Some hotels are contemplating thermal cameras to check guest's temperatures on arrival. If you've got a temperature of more than 100 degrees Fahrenheit, the door will be shut in your face. Other hotels will be handing out facemasks as a welcome gift.
The idea of electrostatic sprayers with hospital-grade disinfectants to sanitize public surfaces and guest rooms is on the Marriott Hotels' agenda. A friendly masked and gloved waiter will be able to see how much you stuff in your mouth at the breakfast buffet, as you won't be able to select your own.
Many interactions with staff that were once on a friendly conversational level will be done by text or emails. Fewer people will be able to stay at hotels before the booked-out sign is brandished. Some hotels will be leaving rooms empty for definite periods, such as 72 hours, to give any scurrilous germs a decent time to die.

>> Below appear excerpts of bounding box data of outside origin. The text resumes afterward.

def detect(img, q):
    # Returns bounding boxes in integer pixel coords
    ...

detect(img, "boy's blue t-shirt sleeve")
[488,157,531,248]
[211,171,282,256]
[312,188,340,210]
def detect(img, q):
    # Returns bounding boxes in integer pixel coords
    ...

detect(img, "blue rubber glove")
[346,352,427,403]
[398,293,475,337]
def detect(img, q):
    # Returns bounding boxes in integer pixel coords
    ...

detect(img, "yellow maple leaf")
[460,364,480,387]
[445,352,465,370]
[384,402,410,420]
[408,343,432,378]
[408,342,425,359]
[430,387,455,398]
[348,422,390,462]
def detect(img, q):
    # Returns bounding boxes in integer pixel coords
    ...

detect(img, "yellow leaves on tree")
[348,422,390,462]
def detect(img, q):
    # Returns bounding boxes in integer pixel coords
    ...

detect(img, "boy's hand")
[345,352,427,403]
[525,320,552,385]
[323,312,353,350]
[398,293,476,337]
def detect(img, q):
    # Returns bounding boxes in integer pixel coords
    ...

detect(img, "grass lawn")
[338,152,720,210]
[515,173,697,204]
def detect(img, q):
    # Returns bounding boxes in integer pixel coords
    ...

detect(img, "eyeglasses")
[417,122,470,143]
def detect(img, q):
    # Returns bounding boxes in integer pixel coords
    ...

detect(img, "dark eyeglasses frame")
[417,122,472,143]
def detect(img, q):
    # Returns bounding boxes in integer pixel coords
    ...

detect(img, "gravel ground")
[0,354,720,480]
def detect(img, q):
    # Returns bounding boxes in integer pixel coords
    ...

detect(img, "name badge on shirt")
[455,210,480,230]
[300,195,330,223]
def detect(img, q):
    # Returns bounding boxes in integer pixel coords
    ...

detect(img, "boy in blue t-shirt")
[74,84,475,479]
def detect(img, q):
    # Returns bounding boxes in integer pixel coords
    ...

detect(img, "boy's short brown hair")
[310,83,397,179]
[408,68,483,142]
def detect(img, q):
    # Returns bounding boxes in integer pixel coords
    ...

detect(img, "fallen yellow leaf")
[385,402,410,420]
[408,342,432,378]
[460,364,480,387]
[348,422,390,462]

Printed literature and tourist magazines won't languish on coffee tables. Despite the change from single-use plastics for bathroom products, they may resurface as a necessity. Guest rooms may become sparser, as clean no-fuss lines become the new minimalistic approach to decor.
In-house gyms may lose complimentary amenities such as fruit and headphones. Fitness nerds will have to get used to seeing masked attendants running around wiping down equipment the moment someone abandons it in favour of the next torturous contraption.
Spa treatments may be limited, and staff will be swanning around in personal protective gear. Hotel swimming pool areas will have fewer deck chairs, and they will be set further apart. At the same time, beach bar enclaves may be devoid of waiter services altogether.
Hopefully, when we get to satisfy our wanderlust again, beautiful smiles will be reflected in big bright eyes above a colorful facemask. Handing over grubby cash will be replaced with the use of fantastic plastic cash cards initially noted on your Internet booking. Elevators will return to white-gloved lift attendants restricting the number of people that can be in that small squishy space at any one time. And, the mega-stars of hotels will be the cleaning teams.
Hotel hospitality is having a COVID-19 facelift.